“Farmer-Soldiers” in Hokkaido’s Colonial Development and National Reconciliation
from Part 3 - Domestic Resolutions
Published online by Cambridge University Press: 14 April 2020
The farmer-soldier (tondenhei) system was the centrepiece of the Meiji period program to develop and populate Hokkaido. It sought to establish communities of farmer-soldiers in order to accomplish a number of pressing objectives, including the fortification of the vulnerable north, the provision of opportunities for destitute members of the former samurai class, and the establishment of settled agricultural villages in Hokkaido. Established in 1874, it facilitated the relocation of over 7,000 households to Hokkaido before its abolition in 1904. In most historical accounts of Hokkaido’s Meiji period development/colonization, the tondenhei system is given pride of place. The farmer-soldiers are commonly cast as heroic pioneers who engaged in a courageous, and ultimately successful, battle to tame the harsh northern wilderness and protect it from the designs of looming foreign encroachment.
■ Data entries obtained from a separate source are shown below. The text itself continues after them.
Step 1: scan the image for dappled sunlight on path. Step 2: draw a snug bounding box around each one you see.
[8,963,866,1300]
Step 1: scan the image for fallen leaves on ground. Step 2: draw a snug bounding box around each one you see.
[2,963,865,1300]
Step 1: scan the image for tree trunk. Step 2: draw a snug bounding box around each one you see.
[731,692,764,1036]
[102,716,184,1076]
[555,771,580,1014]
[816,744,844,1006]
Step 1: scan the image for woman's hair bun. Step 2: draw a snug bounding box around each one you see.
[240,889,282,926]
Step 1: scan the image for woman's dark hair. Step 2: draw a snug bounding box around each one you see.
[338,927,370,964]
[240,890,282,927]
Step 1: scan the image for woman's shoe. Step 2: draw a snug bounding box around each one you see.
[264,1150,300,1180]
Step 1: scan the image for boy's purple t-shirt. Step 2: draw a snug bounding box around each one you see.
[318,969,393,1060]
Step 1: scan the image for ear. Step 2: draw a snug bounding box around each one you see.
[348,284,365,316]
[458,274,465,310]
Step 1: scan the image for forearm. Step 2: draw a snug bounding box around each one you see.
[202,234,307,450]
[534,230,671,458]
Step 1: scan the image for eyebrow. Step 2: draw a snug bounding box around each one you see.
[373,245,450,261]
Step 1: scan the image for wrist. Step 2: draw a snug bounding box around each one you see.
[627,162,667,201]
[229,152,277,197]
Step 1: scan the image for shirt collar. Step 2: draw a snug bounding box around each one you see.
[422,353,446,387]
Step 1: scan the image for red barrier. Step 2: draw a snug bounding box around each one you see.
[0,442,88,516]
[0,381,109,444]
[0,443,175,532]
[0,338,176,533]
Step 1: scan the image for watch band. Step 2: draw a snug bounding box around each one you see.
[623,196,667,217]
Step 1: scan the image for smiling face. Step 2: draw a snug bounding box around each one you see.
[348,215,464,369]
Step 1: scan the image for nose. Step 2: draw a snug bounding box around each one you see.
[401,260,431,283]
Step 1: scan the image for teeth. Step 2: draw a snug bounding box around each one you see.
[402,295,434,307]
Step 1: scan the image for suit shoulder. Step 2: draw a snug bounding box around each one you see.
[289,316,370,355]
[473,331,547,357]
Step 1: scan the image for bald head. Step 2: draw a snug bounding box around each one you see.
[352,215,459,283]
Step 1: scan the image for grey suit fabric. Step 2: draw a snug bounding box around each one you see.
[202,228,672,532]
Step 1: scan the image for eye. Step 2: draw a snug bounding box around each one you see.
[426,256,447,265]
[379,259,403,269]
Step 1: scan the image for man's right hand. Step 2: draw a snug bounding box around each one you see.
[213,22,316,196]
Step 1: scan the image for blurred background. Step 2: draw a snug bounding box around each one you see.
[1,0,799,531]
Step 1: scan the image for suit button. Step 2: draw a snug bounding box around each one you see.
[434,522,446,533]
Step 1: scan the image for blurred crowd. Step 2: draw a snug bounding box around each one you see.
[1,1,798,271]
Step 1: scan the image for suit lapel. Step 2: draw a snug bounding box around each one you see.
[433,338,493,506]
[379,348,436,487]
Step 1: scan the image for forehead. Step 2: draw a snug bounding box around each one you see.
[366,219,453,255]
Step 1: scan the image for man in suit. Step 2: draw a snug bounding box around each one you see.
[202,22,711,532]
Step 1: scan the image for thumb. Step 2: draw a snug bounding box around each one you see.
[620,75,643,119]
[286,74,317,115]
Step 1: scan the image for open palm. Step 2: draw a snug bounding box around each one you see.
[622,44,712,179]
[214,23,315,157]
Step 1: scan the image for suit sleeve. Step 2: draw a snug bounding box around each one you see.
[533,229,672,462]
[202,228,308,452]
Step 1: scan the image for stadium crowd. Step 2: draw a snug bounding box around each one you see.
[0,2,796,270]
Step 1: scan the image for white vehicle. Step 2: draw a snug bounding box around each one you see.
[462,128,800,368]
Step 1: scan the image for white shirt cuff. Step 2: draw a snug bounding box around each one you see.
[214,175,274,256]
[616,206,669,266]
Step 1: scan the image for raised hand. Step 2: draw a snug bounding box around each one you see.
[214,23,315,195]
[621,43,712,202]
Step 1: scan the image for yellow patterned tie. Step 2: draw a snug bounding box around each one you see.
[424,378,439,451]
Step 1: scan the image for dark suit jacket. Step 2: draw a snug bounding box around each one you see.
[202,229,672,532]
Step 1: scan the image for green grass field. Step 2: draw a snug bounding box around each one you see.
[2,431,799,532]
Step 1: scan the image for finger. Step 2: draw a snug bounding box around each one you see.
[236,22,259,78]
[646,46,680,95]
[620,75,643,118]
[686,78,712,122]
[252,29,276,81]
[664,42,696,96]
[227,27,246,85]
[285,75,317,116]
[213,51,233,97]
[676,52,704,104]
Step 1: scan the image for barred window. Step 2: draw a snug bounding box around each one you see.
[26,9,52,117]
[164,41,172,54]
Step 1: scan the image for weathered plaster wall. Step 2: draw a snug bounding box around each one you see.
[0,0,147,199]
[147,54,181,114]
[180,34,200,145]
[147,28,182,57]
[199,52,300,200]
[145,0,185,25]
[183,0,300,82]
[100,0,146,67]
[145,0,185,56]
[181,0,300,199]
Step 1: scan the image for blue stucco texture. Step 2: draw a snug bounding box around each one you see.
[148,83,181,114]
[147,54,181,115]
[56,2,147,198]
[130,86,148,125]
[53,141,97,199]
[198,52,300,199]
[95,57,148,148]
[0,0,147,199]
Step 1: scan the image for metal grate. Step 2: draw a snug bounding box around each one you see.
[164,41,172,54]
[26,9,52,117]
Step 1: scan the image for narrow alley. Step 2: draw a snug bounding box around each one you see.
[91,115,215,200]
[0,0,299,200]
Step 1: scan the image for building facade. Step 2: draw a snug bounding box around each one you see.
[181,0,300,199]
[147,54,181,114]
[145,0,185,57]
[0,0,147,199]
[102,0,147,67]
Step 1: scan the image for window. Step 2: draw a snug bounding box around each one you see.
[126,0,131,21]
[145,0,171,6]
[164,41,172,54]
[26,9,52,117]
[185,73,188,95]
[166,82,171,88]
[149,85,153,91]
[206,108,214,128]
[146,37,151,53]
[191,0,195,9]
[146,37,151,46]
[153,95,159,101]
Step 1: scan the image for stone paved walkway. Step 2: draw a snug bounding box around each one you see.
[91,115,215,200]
In this chapter, I evaluate the contribution of the tondenhei to development and defense. Tracing the fortunes of a large number of farmer-soldiers and their communities across I recover some of the silence on the individual experiences of farmer-soldiers and reveal a mixed record in Hokkaido’s development/colonization. If anything the tondenhei system’s main contribution was to provide a mechanism for reconciling some of the former enemies of the Meiji government.